Publié le lundi 14 mai 2012 à 19:36

De graves lacunes dans l’évaluation de la toxicité des pesticides en France

Le procès intenté par Paul François, agriculteur en Charente a permis de mettre en lumière de grandes lacunes sur l’évaluation de la toxicité des pesticides en France. Ce procès, qui a abouti à la condamnation du géant mondial de l’industrie agrochimique, l’américain Monsanto, révèle que la toxicité de tous les composants des pesticides n’est pas correctement évaluée.

Monsanto a été reconnu coupable d’avoir intoxiqué Claude François, un agriculteur de 47 ans. Les experts qui ont examiné l’agriculteur français ont confirmé que l’agriculteur français était devenu invalide suite à l’inhalation du monochlorobenzène, un solvant faisant partie de la formulation de l’herbicide Lasso mis au point par la firme Monsanto. Cette substance avait, en effet, été retrouvée, à l’état de traces dans l’organisme du charentais. Les pesticides (insecticides, fongicides, herbicides, acaricides etc.), encore appelés produits agropharmaceutiques ont deux groupes de composants. La première catégorie concerne les matières actives et la seconde les additifs nommés adjuvants. La matière active est le principal composant du pesticide.
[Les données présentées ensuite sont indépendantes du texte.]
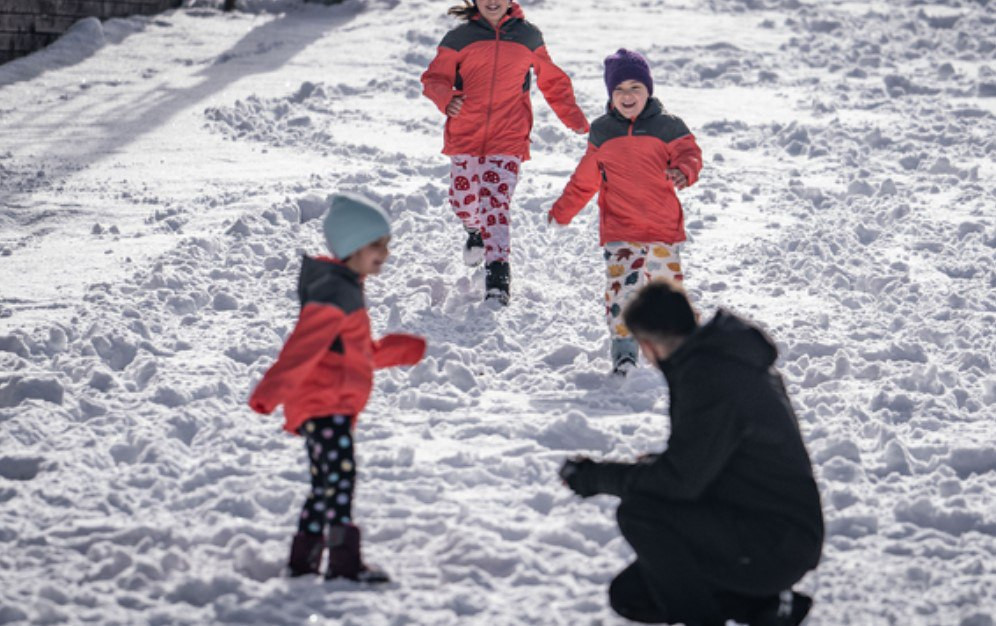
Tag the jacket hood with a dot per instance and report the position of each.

C’est à lui qu’on doit l’effet biocide du pesticide. Dans le cas du Lasso, la matière active était l’anachlore. Il s’agit de la substance qui tue le déprédateur de la culture. Les adjuvants sont les substances dont l’ajout contribue à renforcer l’efficacité de la matière active. Parmi ceux-ci, on retrouve les mouillants, les solvants, les surfactants. La croyance commune est que cette catégorie est composée de matière inerte ; ce qui n’est pas toujours le cas.
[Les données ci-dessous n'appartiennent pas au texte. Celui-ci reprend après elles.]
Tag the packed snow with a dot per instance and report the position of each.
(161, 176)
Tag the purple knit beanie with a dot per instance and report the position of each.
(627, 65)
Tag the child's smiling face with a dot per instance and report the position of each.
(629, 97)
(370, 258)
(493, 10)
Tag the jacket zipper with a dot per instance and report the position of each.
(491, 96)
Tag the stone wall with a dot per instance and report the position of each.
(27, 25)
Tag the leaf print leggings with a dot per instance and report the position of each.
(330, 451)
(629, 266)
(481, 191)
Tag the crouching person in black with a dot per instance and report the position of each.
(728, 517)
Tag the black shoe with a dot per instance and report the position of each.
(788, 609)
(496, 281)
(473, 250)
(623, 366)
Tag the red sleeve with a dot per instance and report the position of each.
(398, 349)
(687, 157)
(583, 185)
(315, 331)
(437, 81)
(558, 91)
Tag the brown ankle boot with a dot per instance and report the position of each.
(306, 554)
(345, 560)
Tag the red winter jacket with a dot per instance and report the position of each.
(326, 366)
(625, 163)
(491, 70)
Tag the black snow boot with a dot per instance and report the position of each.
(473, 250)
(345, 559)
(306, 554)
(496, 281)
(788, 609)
Ce procès révèle les graves insuffisances au niveau de la procédure d’homologation des pesticides. Afin d’être homologués, les pesticides subissent une panoplie de test, qui sont effectués par les techniciens du ministère de l’agriculture. Une partie de ces tests concerne la nocivité de ces pesticides sur l’environnement et sur les organismes vivants. Jusqu’ici aucune évaluation n’était faite sur la toxicité des adjuvants dont certains, à l’instar des dérivés du benzène et des détergents, sont classés comme des substances potentiellement dangereuses. Une coutume très répandue dans le milieu des industriels agrochimiques consiste à faire le secret autour de ces substances, qui dans la plupart des cas sont responsables des différences d’efficacité entre les produits contenant la même matière active. De nombreux toxicologues tiraient depuis longtemps la sonnette d’alarme sur le danger potentiel que pouvaient représenter cette classe de produits qui ne faisaient l’objet d’aucun contrôle de la part des autorités phytosanitaires. Gilles-Eric Seralini, de l’Université de Caen, qui aussi intenté un procès à Monsanto, a souligné que les études de toxicité étaient bâclés. Il a dénoncé le secret que les industriels continuaient de maintenir autour des adjuvants.